Accuracy in Media

PolitiFact, a service launched in the summer of 2007 to either confirm or refute the claims of presidential candidates, has broadened its mission to include fact checks of pundits.

The idea has potential. Pundits across the political spectrum have a knack for spinning facts in their favor, so a niche definitely exists for a truly neutral observer to fill. PolitiFact also can make a legitimate claim to being just such an observer because of its ties to Congressional Quarterly. I worked at CQ nearly seven years after moving to Washington, so I know firsthand that there isn’t a more fair, balanced and nonpartisan news organization in America.

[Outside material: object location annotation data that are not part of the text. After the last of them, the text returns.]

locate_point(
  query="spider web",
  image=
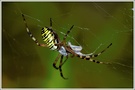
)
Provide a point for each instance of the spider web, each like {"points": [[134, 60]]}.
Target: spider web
{"points": [[96, 26]]}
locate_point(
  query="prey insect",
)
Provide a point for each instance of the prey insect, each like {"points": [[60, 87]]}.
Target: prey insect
{"points": [[52, 41]]}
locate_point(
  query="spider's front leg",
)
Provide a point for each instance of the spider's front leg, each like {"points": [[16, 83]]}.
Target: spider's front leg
{"points": [[31, 35], [60, 67]]}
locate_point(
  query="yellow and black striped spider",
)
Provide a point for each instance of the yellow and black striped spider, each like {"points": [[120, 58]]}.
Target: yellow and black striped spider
{"points": [[65, 49]]}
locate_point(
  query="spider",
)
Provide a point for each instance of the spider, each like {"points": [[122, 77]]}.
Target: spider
{"points": [[64, 48]]}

But PolitiFact’s record as a watchdog pundit is suspect so far. The ratio of fact checks is running almost 4-1 against right-leaning commentators, and a third of the nine critiques have been aimed at Rush Limbaugh, the king of conservative talk radio.

PolitiFact has accused Limbaugh of one falsehood and one “barely true” argument but gave him a “mostly true” grade for his analysis of how Senate Republicans could use parliamentary procedures to block votes on judicial nominees. PolitiFact also has refuted claims made by Bill O’Reilly of Fox News and MSNBC’s Joe Scarborough.

The Web site adopted particularly harsh language for Scarborough, mocking him with the rhetorical question, “Do they pay Joe to make claims like this?”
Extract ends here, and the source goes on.